Backed by a $74,000 National Institutes of Health contract, Wallace conducts several lines of research into both the brains and the behaviors of people with autism. As director of GW’s Lab of Autism and Developmental Neuroscience, he collaborates with the Center for Autism Spectrum Disorders at Children's National Health System and with the Laboratory of Brain and Cognition at the National Institute of Mental Health.
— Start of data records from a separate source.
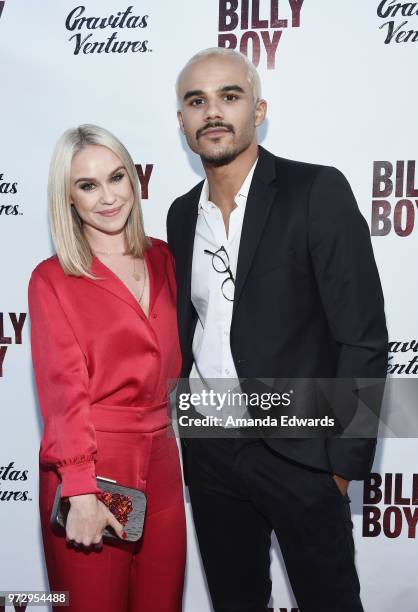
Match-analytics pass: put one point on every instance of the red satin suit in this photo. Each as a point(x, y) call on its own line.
point(101, 369)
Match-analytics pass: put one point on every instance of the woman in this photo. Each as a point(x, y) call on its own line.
point(104, 346)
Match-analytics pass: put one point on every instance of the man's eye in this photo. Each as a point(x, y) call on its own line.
point(87, 186)
point(116, 178)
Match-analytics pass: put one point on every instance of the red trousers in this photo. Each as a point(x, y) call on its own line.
point(146, 576)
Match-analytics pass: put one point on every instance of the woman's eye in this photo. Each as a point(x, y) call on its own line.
point(87, 186)
point(117, 177)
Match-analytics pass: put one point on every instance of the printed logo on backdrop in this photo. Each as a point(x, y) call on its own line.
point(144, 175)
point(403, 358)
point(390, 505)
point(255, 27)
point(395, 198)
point(11, 480)
point(8, 191)
point(121, 31)
point(11, 326)
point(396, 28)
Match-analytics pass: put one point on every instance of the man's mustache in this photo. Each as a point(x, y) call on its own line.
point(203, 129)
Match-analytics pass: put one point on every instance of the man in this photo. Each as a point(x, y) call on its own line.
point(306, 302)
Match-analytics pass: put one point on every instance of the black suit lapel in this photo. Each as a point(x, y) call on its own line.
point(184, 257)
point(260, 199)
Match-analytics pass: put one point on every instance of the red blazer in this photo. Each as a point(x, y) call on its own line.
point(99, 361)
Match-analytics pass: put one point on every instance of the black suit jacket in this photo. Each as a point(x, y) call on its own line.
point(308, 300)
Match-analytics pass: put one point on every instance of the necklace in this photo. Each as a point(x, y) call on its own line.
point(135, 275)
point(109, 252)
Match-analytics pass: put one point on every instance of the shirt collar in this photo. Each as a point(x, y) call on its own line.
point(240, 197)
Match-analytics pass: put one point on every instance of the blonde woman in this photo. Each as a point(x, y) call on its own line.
point(104, 343)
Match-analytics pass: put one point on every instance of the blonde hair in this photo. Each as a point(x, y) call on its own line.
point(72, 247)
point(252, 74)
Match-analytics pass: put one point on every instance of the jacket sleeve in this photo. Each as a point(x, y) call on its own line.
point(69, 441)
point(350, 291)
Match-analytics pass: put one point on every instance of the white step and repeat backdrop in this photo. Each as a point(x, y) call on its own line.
point(340, 79)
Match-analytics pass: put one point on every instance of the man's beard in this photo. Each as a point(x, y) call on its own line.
point(222, 158)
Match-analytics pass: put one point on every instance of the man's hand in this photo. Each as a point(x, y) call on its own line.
point(342, 484)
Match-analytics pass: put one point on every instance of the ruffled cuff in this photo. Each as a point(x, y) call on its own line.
point(78, 477)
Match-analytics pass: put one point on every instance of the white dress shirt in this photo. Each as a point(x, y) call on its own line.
point(211, 344)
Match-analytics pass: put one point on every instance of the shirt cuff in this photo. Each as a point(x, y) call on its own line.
point(78, 479)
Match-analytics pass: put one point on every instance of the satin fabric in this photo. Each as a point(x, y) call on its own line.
point(102, 370)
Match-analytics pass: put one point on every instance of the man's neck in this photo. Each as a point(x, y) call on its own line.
point(224, 181)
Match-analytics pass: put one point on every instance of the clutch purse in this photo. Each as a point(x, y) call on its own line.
point(126, 504)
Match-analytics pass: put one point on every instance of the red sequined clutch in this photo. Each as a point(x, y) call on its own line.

Much of their work involves using magnetic resonance imaging to map structural brain development and examine neuropsychological functioning in people with ASD.
Over the past several years, Wallace has found his lab branching increasingly beyond neuroscience and into addressing the practical implications of eating-related behaviors. “Our research takes a facet of autism— eating difficulties—that has profound ramifications on the wellbeing of those on the spectrum and seeks to understand their underlying mechanisms,” said Emily Richard, BS ’17, Wallace’s senior research assistant and lab manager.
Wallace’s pilot study on overeating, funded through a $25,000 grant from the Maternal and Child Health Research Program of the U.S. Department of Health and Human Services, involves employing questionnaire-based data to determine if children with autism are more likely to be rated as overeaters than typically developing children. Phase two of the study will center on in-person testing of children with autism to examine any cognitive underpinnings of a possible increased propensity to overeat.
While his work is still in its infancy, Wallace’s findings appear to point to a link between overeating in children with autism and difficulties in behavioral flexibility, such as struggling to shift between tasks or settings. That link may explain the connection of autism with selective eaters, who tend to show greater inflexibility. Indeed, Wallace theorizes that there may even be a subset of people with autism who could be both selective eaters and overeaters. “In other words, you restrict what you eat, but if you like it, you really like it and you indulge,” he said.
Discovering these types of connections between different aspects of autism may lead to potential research and therapy breakthroughs. While Wallace warns that any firm conclusions are a long way off, cognitive behavioral therapy that has shown success with selective eaters may eventually be adapted and modified to create a similar program for overeaters.
Making assumptions for autism treatments, however, is always hazardous, given the highly individual nature of the disorder. “There’s a common saying: If you’ve met one person with autism, you’ve met one person with autism,” Richard said. “But finding similarities and exploring where differences originate helps us guide future research to better serve the many people who are on the autism spectrum, regardless of how different from one another they may be.”